This is the USB Gadget Serial module from a 2.6 kernel, backported to work with the 2.4.25 kernel the GP2X uses. Note that I don't really know what I'm doing, I just blundered along until it worked!

http://www.glost.ecl...dget_serial.zip

The zip contains a prebuilt module, a test program, instructions, and sources to both.

Currently it works fine with the test program, but I haven't had any success bringing up a shell yet - I tried running getty on /dev/ttygs0, and I can see the banner in minicom, but it doesn't seem to run the login program (or the login program can't read the tty). Shrug, my test program works fine. :) If anyone can get to the bottom of this, it would be very cool.

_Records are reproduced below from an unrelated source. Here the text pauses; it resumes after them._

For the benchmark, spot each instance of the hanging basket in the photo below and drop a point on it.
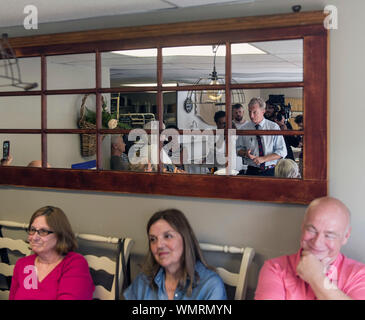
(87, 140)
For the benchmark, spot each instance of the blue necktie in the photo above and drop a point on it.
(261, 149)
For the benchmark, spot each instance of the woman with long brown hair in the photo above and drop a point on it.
(175, 267)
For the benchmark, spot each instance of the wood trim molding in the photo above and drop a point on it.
(173, 29)
(306, 25)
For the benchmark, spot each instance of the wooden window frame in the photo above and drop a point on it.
(306, 25)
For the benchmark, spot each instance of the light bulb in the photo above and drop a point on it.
(214, 95)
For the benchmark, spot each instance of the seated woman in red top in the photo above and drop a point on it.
(54, 271)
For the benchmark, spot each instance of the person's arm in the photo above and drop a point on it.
(75, 282)
(270, 284)
(14, 282)
(312, 271)
(139, 289)
(259, 160)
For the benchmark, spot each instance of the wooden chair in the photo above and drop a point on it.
(237, 280)
(115, 271)
(14, 246)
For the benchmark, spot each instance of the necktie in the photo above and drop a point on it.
(261, 149)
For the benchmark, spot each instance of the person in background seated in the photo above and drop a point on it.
(54, 271)
(175, 267)
(220, 119)
(318, 270)
(287, 168)
(7, 161)
(118, 159)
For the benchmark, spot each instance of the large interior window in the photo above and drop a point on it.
(160, 98)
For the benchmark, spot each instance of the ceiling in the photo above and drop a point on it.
(67, 10)
(56, 16)
(282, 61)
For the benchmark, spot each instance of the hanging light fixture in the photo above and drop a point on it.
(9, 66)
(213, 97)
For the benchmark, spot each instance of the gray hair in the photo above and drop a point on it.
(287, 168)
(259, 101)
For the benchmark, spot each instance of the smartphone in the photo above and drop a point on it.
(6, 149)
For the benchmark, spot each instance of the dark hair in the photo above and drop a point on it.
(191, 252)
(298, 119)
(218, 115)
(279, 116)
(237, 106)
(58, 222)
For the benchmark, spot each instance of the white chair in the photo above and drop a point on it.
(238, 280)
(118, 269)
(14, 245)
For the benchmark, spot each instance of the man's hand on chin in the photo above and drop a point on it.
(310, 268)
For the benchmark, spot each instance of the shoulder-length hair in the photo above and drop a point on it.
(59, 224)
(191, 252)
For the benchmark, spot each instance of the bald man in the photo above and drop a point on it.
(318, 270)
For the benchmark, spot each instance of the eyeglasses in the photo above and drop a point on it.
(42, 232)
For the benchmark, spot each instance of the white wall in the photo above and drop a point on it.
(62, 111)
(272, 229)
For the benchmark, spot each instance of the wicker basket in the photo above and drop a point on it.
(88, 141)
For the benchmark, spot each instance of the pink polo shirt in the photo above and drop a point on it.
(69, 280)
(278, 279)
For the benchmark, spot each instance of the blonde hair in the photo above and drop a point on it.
(287, 168)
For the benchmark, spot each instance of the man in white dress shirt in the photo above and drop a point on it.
(260, 153)
(238, 120)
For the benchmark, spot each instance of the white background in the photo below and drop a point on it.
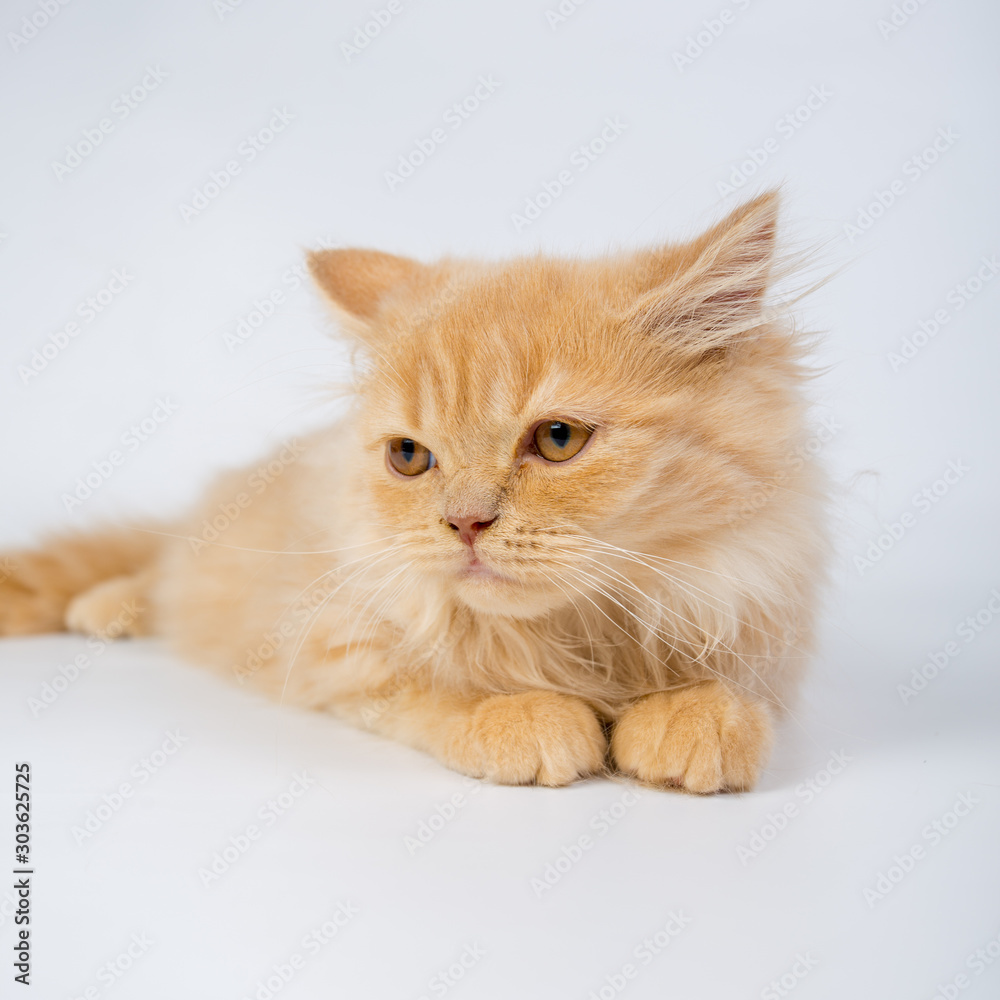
(322, 179)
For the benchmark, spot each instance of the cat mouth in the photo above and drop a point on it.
(474, 569)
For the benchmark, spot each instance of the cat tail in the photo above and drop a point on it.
(98, 583)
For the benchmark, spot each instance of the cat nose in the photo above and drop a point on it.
(469, 527)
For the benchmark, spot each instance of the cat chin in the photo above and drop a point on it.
(500, 597)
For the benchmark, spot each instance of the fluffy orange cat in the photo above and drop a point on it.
(567, 523)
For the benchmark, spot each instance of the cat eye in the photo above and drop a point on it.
(408, 457)
(559, 440)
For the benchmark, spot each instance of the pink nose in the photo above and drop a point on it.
(468, 527)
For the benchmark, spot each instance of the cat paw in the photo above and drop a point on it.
(702, 739)
(109, 610)
(537, 737)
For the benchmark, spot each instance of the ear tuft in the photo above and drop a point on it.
(358, 282)
(712, 290)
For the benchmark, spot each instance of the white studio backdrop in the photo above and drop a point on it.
(166, 165)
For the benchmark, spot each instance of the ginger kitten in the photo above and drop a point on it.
(567, 501)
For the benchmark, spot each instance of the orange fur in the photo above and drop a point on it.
(636, 584)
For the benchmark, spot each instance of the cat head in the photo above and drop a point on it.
(523, 422)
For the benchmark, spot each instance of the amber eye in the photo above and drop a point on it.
(408, 457)
(557, 440)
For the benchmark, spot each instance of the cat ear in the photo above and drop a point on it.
(709, 293)
(359, 282)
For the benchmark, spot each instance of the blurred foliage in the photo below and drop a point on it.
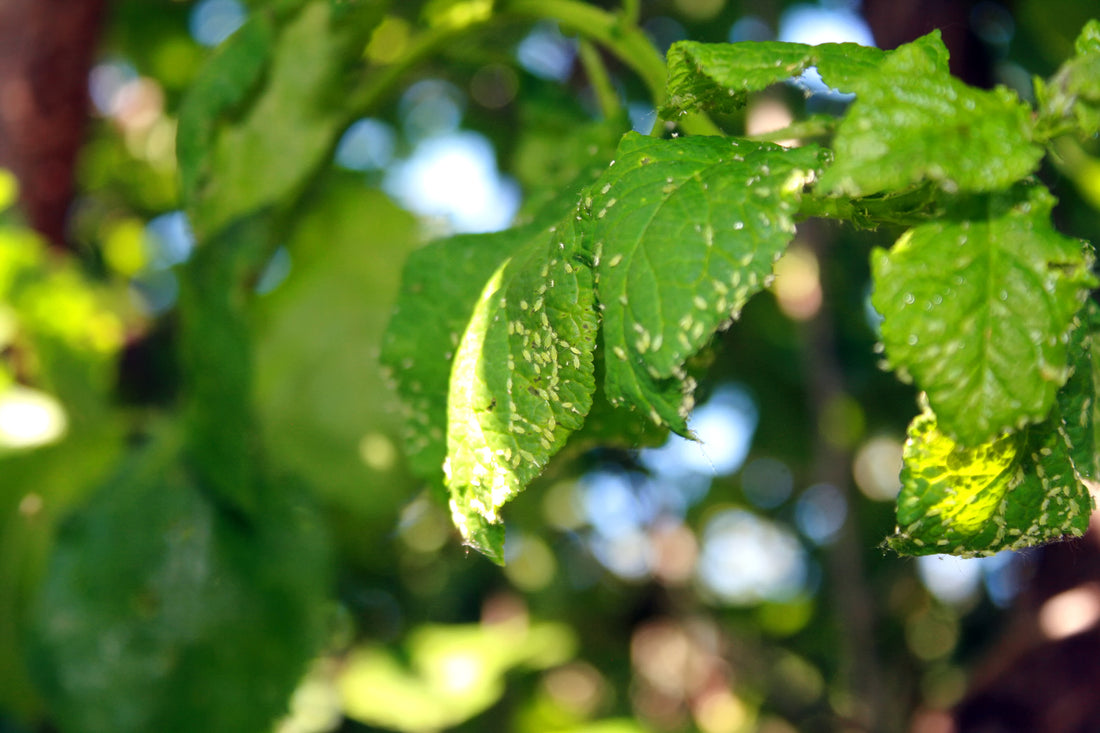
(138, 593)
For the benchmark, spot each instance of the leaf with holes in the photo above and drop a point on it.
(439, 290)
(686, 230)
(968, 302)
(719, 76)
(521, 381)
(1019, 490)
(912, 121)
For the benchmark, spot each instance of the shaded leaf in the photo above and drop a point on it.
(1077, 401)
(967, 303)
(320, 392)
(161, 613)
(252, 131)
(521, 381)
(912, 121)
(1019, 490)
(686, 230)
(719, 76)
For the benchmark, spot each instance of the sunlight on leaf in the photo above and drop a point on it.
(966, 302)
(521, 381)
(912, 121)
(686, 230)
(1018, 491)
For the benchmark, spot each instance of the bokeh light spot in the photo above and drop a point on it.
(747, 559)
(454, 177)
(212, 21)
(877, 468)
(767, 482)
(367, 144)
(30, 418)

Windows users won't be able to use this yet, unless you fancy backporting a more recent version of the gadget serial driver. The Windows drivers require something called ACM, and it's not supported by this version. When you've done that, read the instructions in Documentation/usb/gadget_serial.txt in your 2.6 kernel source - it has a .inf file for Windows to recognize the device.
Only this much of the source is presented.